MSCs inhibit the activation of and proliferation of activated T-cells that have been induced by a variety of stimuli [18,28] and down-regulate inflammatory cytokine expression such as tumor necrosis factor (TNF)-α, IL2R-α, elafin, and interferon-γ (IFN-γ) [29,30]. Dander et al. investigated the effects of MSC infusion on lymphocyte counts in transplanted patients with steroid-refractory GVHD [30]. Interestingly, CD4+ T-cell subsets changed significantly after MSC infusion. Specifically, Tregs increased and Th1 and Th17 populations decreased significantly in patients whose symptoms improved. Le Blanc et al. [31] reported the first case of successful treatment of severe refractory aGVHD using ex vivo expanded haploidentical MSCs. In a subsequent report, these investigators demonstrated a positive therapeutic effect with allogeneic MSCs in patients experiencing steroid-refractory aGVHD with no significant adverse events attributed to the cells [32].

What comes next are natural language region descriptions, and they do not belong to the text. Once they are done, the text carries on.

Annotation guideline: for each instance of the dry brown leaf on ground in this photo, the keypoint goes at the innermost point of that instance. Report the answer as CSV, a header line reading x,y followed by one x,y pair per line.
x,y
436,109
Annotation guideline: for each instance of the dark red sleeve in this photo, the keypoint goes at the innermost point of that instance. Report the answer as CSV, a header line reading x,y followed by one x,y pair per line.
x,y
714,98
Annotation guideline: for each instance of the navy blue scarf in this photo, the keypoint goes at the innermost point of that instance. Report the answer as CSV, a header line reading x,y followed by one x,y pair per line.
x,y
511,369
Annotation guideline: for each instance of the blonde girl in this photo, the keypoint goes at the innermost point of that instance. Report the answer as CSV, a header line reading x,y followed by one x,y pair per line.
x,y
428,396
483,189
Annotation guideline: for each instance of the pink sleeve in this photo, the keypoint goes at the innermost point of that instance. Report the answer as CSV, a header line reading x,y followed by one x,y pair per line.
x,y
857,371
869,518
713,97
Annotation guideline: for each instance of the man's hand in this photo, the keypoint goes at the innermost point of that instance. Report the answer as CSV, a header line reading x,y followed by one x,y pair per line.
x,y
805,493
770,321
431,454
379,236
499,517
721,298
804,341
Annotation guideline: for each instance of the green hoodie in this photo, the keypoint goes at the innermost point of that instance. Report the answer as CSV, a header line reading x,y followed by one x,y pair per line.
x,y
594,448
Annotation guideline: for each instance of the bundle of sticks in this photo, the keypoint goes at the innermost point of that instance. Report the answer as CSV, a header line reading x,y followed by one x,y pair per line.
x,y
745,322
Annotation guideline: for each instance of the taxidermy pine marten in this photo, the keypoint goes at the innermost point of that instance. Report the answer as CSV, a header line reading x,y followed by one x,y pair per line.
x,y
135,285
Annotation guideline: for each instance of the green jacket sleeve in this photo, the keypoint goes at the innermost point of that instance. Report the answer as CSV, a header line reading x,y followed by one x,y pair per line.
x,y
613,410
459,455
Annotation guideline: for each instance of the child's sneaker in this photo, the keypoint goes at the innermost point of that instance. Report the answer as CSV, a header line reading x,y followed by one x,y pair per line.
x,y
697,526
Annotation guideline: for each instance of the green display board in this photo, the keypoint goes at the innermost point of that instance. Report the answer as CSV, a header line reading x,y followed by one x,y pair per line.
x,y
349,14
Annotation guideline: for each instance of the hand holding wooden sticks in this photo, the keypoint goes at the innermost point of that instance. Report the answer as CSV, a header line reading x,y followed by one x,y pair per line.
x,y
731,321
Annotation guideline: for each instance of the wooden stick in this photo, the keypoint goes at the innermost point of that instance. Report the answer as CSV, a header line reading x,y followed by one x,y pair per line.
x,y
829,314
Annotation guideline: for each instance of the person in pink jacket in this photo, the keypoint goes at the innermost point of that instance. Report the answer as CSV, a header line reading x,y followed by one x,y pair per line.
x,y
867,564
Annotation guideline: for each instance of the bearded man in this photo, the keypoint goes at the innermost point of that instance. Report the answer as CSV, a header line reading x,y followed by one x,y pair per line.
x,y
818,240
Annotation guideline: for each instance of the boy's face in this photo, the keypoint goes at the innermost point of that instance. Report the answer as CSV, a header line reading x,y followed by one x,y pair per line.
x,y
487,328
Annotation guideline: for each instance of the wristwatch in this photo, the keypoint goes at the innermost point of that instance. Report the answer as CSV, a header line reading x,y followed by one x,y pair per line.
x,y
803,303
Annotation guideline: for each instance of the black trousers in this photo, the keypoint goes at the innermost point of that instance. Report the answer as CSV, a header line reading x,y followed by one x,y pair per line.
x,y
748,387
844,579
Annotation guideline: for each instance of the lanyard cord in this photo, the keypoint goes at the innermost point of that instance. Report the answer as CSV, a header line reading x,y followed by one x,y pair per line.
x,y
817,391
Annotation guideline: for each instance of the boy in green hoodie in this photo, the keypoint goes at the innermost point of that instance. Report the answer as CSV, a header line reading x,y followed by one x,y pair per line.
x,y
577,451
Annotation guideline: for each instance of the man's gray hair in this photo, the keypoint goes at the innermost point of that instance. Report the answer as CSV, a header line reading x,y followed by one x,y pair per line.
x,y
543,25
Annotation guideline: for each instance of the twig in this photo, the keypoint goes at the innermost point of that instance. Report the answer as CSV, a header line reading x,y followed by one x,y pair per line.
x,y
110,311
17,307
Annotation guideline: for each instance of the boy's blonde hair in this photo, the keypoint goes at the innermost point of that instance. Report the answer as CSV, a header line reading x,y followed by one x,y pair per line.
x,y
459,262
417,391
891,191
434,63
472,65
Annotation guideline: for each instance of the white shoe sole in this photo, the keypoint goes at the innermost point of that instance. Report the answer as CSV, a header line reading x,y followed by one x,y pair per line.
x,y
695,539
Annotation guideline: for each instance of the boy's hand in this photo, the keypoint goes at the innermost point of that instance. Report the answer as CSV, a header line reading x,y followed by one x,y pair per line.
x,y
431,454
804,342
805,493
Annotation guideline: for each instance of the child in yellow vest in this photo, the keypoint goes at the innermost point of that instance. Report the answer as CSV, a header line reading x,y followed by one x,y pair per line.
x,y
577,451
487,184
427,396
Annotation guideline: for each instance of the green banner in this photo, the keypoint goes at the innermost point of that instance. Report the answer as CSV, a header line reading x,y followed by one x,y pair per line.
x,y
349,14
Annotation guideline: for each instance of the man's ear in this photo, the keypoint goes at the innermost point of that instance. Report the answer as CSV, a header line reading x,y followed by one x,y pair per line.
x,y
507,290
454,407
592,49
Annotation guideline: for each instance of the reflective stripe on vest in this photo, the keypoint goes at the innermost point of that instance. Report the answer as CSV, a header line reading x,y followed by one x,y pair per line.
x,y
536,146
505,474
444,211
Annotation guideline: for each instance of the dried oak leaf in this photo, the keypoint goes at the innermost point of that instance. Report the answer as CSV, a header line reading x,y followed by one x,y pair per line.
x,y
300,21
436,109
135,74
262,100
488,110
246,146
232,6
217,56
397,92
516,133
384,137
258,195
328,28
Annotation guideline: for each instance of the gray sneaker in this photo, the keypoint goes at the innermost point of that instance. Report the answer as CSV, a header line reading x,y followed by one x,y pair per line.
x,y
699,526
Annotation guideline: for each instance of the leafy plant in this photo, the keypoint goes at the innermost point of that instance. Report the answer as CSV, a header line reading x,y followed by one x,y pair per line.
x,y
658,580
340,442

Additional studies have reported very encouraging clinical results and confirmed the safety of MSCs in the treatment of steroid-refractory aGVHD [31–45]. Specifically, Kurtzberg et al. presented at the 2010 American Society of Blood and Marrow Transplant meeting [46] that using allogeneic MSCs as a rescue agent for severe treatment resistant aGVHD demonstrated a 64% response rate in 59 children by day 28, and that response to MSCs correlated with improved overall survival at 100 days. This work suggests that MSC therapy has an excellent risk/benefit profile [46]. Martin et al. presented at the same meeting the results of a randomized, placebo-controlled, multi-center phase 3 trial of MSCs in the treatment of steroid-refractory aGVHD which involved 244 patients [47]. Although the principle endpoint of durable complete response >28 days was not significantly better in the MSC-treated population, significant differences in response for patients with multi-organ involvement, liver and intestinal involvement were realized for the MSC-treated cohort.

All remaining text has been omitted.